Nationwide says affordability continued to improve for first-time buyers throughout 2025, helped by slower house price growth, rising wages and gradually falling mortgage rates. However, the picture is far from uniform, with clear differences emerging depending on income level, occupation and location.
While overall conditions have become more favourable, Nationwide highlights that affordability still varies sharply across demographic groups. Buyers working in sales and customer service roles continue to face the greatest pressure, whereas those in managerial and professional occupations generally find it easier to meet mortgage costs.
From a regional perspective, affordability remains most stretched in London and much of southern England. By contrast, buyers in northern England and Scotland benefit from more manageable housing costs relative to earnings, making these areas among the most affordable in the UK.
Andrew Harvey, Nationwide’s senior economist, said that the balance between house prices, wages and borrowing costs has shifted slightly in buyers’ favour. He noted that price growth has remained well below earnings growth, while mortgage rates have edged lower, easing affordability constraints compared with recent years.
Nationwide reports that first-time buyers accounted for a larger share of housing transactions last year than the long-term average. In fact, their share of purchases was around 20% higher than in 2024, suggesting improving confidence among new entrants to the market.
According to the lender, a buyer earning the average UK income and purchasing a typical first-time buyer home with a 20% deposit would spend around 32% of their take-home pay on monthly mortgage repayments. While this is slightly above the long-run average of 30%, it is well below the peak of 48% seen in the late 1980s.
There has also been a noticeable improvement in the house price-to-earnings ratio for first-time buyers, which now stands at 4.7. This figure is marginally below its 20-year average, indicating that saving for a deposit has become somewhat more achievable than in the past.
That said, Nationwide cautions that building a deposit remains difficult for many, particularly those renting privately. Strong rental growth in recent years has made it harder for tenants to put money aside, despite broader improvements in affordability.
As a result, support from family and friends continues to play a major role. In 2024 and 2025, more than a third of first-time buyers relied on financial help, whether through gifts, loans or inheritance, to raise their deposit.
Looking at occupations in more detail, Nationwide found that mortgage payments take up the smallest share of take-home pay among those in managerial and professional roles, reflecting higher average earnings. Encouragingly, affordability has improved across all job categories since 2024.

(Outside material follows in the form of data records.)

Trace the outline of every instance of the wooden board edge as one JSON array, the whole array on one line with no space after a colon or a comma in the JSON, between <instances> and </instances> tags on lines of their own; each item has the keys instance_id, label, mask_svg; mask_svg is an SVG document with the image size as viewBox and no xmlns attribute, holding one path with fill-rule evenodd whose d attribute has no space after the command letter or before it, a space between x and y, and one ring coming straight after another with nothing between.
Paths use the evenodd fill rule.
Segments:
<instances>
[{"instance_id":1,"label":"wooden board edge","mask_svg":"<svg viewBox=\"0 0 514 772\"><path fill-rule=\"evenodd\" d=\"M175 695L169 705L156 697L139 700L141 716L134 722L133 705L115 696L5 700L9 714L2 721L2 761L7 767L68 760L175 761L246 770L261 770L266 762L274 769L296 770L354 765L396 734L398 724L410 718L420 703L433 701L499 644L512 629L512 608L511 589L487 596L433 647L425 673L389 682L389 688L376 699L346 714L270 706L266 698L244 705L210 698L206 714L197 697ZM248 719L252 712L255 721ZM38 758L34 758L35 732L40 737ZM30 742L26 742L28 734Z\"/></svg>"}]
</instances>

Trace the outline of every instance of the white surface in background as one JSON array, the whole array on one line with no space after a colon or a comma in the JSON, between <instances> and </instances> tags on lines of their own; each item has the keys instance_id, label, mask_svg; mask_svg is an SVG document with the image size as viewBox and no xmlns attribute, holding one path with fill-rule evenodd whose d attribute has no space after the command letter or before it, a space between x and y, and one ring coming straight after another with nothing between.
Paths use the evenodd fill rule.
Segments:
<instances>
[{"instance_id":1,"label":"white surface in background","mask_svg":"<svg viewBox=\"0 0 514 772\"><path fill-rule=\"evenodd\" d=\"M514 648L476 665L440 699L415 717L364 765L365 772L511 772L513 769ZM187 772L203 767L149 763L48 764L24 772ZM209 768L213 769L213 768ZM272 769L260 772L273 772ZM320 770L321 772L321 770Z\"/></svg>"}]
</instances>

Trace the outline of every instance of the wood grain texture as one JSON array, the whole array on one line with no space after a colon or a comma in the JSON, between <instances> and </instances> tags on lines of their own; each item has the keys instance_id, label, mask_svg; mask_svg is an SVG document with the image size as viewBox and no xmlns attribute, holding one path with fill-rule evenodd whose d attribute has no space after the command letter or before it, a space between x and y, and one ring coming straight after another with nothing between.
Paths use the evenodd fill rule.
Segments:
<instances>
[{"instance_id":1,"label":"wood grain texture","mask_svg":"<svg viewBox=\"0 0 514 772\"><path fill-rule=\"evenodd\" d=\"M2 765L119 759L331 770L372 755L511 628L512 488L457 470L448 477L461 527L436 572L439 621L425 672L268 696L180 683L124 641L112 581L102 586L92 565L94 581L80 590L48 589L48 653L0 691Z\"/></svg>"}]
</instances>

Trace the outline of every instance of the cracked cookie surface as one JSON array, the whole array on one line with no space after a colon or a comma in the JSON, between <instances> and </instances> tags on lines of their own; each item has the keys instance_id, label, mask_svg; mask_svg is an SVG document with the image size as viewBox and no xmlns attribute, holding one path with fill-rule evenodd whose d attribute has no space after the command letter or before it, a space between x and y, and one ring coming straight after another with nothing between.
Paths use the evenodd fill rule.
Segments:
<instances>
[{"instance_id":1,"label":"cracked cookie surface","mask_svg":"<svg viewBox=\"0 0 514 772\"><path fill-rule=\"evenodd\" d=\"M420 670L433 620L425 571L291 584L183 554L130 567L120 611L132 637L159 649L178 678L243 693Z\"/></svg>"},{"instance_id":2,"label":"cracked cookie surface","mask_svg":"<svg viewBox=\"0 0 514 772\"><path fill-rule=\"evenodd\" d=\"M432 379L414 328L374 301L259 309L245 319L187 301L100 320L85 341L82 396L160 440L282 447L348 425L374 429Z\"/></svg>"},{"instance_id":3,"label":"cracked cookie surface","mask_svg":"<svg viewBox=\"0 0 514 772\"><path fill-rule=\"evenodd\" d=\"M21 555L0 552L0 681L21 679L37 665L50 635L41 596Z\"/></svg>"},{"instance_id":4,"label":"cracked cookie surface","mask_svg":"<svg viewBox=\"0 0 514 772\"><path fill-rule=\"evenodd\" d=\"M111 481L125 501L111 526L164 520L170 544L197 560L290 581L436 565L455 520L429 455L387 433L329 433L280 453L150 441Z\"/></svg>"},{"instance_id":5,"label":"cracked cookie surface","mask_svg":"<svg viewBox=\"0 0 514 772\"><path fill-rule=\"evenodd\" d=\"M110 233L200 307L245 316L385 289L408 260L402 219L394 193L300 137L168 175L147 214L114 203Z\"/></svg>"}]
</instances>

The biggest gains were seen among workers in caring, leisure and other service roles, where wage growth has been relatively strong. Despite this, affordability remains most challenging for people in sales, customer service and so-called elementary occupations, such as cleaners, couriers and labourers.
For these groups, typical mortgage payments can absorb around half of take-home pay, underlining how income differences continue to shape access to home ownership. Nationwide points out that managers and senior officials typically earn around twice as much as those in administrative and secretarial roles, helping to explain the disparity.
Regionally, most parts of the UK saw affordability improve over the past year when measured by mortgage costs as a share of income. Northern Ireland was the main exception, where strong house price growth led to a deterioration in affordability despite mortgage payments remaining below the UK average.
London recorded the largest improvement for the second year in a row, driven by modest price growth, solid earnings increases and lower interest rates. Even so, the capital remains by far the least affordable part of the country.
Affordability pressures also persist across much of southern England, whereas the North, Yorkshire and the Humber, and Scotland now sit slightly below their long-term averages for mortgage costs relative to income.
Harvey concluded that London continues to stand out, with first-time buyers typically earning significantly more than the regional average, reflecting the high barrier to entry. In contrast, in areas such as the Midlands and Scotland, first-time buyer incomes are closer to — or even below — regional averages, pointing to healthier and more balanced housing affordability.